Geschreven door: Vincent Baumgart
Artikel door: Elisabeth Francet

Laat varen alle hoop

[Recensie] Op uitnodiging van Beatrijs, zijn voormalige, intussen gepensioneerde werkgever, vergezelt de twintig jaar jongere en werkloze historicus Tim haar als minnaar op een wereldcruise. Beatrijs is ongeneeslijk ziek en erg ambitieus, terwijl Tim blaakt van levenslust en van nature lui is. De rollen zijn duidelijk. Tim ontfermt zich over Beatrijs. Zij betaalt de hele reis. Op de Deliria, een drijvend flatgebouw, zullen ze vier maanden lang op elkaars lip zitten en samen een vijftigtal bestemmingen aandoen.

Het dodenschip, de derde roman van Vincent Baumgart, begint als satire op het hedendaagse hedonisme en consumentisme en de daaruit voortvloeiende ledigheid. Aan boord van de Deliria verlustigen tweeduizend krioelende, vaak hoogbejaarde lijven zich aan drank en spijs, aan elkaar en aan de capriolen van het animatieteam, dat hen min of meer verplicht de polka te dansen, schunnige liederen mee te kelen en andere inhumane vernederingen te ondergaan.

Excursie
De wat naïeve Tim zoekt zijn weg op het helse schip. Zodra er een dekstoel vrijkomt, verschanst hij zich met de roman Het dodenschip van B. Traven, waarin hij leest over de avonturen van kolensjouwer Pippip. Aan boord van een wrak waar de omstandigheden mensonterend zijn en waarop alleen “dood verklaarde” zeelieden zonder papieren meevaren, wacht Pippip een gewisse dood. Geregeld dwalen Tims gedachten af naar historische scheepsrampen. Wanneer de Deliria aanmeert voor een excursie, volgt een urenlange busrit door onherbergzame landschappen. Alsof de duivel hen op de hielen zit, hollen Tim en Beatrijs door de plaatsen waar ze gedropt worden, doodsbenauwd om de bus terug naar het schip te missen.
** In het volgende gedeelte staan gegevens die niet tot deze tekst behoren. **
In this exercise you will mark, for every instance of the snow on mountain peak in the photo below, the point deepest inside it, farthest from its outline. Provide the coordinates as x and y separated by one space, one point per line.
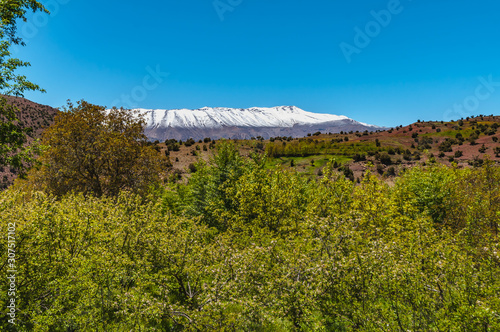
209 117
Geleidelijk aan tast de cruise Tims denkvermogen aan. Zo daalt hij af tot het vereiste niveau van domheid om de reis te kunnen verdragen. De zieke Beatrijs blijft relatief leergierig. Dankzij haar vernemen we interessante weetjes, over onder meer het Panamakanaal en de Marshalleilanden, waar na de Tweede Wereldoorlog atoomproeven werden gehouden. Maar ook bij Beatrijs treedt vervlakking op. Als roofdieren in een kooi gaan beiden zich dwangmatig gedragen. Tim wordt dikker en banger: bang voor de natuur, bang om op het eind van een excursie de bus naar het schip te missen, bang voor zakkenrollers en drugsbendes die overal op de loer liggen, bang om – net als Pippip – zijn papieren te verliezen. Het liefst ligt hij passief op een dekstoel of bedrinkt zich in de saloon.

Boekenkrant

Existentiële crisis
Wat als bijtende satire begon, ontaardt in gezellig vertier wanneer we de karakters aan boord beter leren kennen: een excentriek gezelschap dat doet denken aan Agatha Christies Death on the Nile. Zowaar beginnen we te genieten van het sprookjeslicht in het atrium en mee te leven met de intriges en tragische incidenten aan boord. Een existentiële crisis jaagt Tim naar het casino, waar hij er in een mum van tijd een fortuin doorjaagt. ‘Ik ben een herhaling in een systeem van mensenreproductie,’ bedenkt hij op een zeldzaam helder moment.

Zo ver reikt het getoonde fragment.